It makes me think about how Einstein was famous for making falsifiable real-world predictions to accompany his theoretical work. And, sometimes it took years for proper experiments to be run (such as measuring a solar eclipse during the breakout of a world war).
Perhaps the opportunity here is to provide a quicker feedback loop for theory about predictions in the real world. Almost like unit tests.
Agreed. At the very least, models of this nature let us iterate/filter our theories a little bit more quickly.
The model isn't reality. A theory that disagrees with the model but agrees with reality shouldn't be filtered, but in this process it will be.
Or jumping the gap entirely to move towards more self-driven reinforcement learning.
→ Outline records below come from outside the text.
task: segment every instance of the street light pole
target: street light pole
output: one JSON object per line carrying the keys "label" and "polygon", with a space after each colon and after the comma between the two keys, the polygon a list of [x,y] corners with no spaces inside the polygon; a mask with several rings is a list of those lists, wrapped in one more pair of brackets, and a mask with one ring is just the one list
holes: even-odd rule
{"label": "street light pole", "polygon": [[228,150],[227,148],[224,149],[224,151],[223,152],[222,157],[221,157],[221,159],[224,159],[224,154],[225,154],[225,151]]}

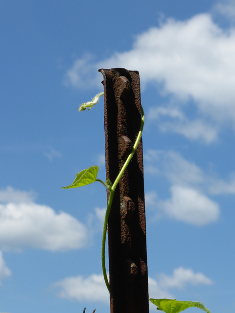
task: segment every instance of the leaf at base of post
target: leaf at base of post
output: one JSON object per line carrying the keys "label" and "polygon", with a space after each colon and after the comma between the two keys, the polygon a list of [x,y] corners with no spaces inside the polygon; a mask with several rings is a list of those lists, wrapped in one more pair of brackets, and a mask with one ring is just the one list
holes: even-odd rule
{"label": "leaf at base of post", "polygon": [[157,310],[165,312],[165,313],[179,313],[188,308],[194,307],[198,308],[207,312],[211,313],[201,302],[192,301],[177,301],[170,299],[149,299],[150,301],[158,307]]}
{"label": "leaf at base of post", "polygon": [[94,182],[96,179],[97,174],[99,168],[96,165],[91,166],[87,169],[85,169],[76,174],[76,177],[73,182],[67,187],[62,187],[62,189],[69,189],[70,188],[76,188],[77,187],[81,187],[82,186],[86,186]]}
Could one structure the training setup to be able to design its own experiments, make predictions, collect data, compare results, and adjust weights...? If that loop could be closed, then it feels like that would be a very powerful jump indeed.
In the area of LLMs, the SPAG paper from last week was very interesting on this topic, and I'm very interested in seeing how this can be expanded to other areas:
https://github.com/Linear95/SPAG
Thank God! As a person who uses my brain, I think I can say, pretty definitively, that people are bad at understanding things.
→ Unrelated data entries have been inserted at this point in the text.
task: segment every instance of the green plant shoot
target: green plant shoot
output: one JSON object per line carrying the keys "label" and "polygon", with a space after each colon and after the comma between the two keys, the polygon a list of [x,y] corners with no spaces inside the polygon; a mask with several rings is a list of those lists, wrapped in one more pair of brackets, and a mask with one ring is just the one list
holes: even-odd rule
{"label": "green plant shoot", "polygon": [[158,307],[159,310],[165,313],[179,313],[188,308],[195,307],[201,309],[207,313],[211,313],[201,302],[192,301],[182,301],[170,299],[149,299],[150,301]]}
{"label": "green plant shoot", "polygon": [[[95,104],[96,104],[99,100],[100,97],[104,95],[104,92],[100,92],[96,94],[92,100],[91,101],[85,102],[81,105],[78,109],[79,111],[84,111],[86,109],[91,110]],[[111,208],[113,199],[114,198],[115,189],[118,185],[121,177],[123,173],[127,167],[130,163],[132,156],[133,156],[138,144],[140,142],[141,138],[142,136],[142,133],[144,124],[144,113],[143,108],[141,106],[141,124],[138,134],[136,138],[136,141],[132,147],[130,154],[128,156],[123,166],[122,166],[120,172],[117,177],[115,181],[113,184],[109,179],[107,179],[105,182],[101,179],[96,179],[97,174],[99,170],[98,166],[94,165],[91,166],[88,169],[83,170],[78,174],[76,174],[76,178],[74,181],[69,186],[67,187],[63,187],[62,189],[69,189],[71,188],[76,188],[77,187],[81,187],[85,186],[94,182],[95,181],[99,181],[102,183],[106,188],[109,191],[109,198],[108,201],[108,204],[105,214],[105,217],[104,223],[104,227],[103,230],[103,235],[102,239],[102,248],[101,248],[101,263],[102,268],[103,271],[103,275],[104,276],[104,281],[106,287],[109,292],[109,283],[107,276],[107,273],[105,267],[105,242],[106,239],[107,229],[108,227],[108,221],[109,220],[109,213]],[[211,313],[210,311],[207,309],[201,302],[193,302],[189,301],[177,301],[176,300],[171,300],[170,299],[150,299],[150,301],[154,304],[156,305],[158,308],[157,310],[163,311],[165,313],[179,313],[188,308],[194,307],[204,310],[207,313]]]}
If this actually pans out, it means we will have harnessed knowledge/truth as a fundamental force, like fire or electricity. The "black box" as a building block.
This type of thing is called an "oracle".
We've had stuff like this for a long time.
Notable examples:
- Temple priestesses
- Tea-leaf reading
- Water scrying
- Palmistry
- Clairvoyance
- Feng shui
- Astrology
The only difference is, the ML model is really quite good at it.
That's the crux of it: we've had theories of physics and chemistry since before writing was invented.
None of that mattered until we came upon the ones that actually work.
The most moneyed and well-coordinated organizations have honed a large hammer, and they are going to use it for everything, and so almost certainly future big findings in the areas you mention, probabilistically inclined models coming from ML will be the new gold standard.
But yet the only thing that can save us from ML will be ML itself because it is ML that has the best chance to be able to extrapolate patterns from these blackbox models to develop human interpretable models. I hope we do dedicate explicit effort to this endeavor, and so continue the human advances and expanse of human knowledge in tandem with human ingenuity with computers at our assistance.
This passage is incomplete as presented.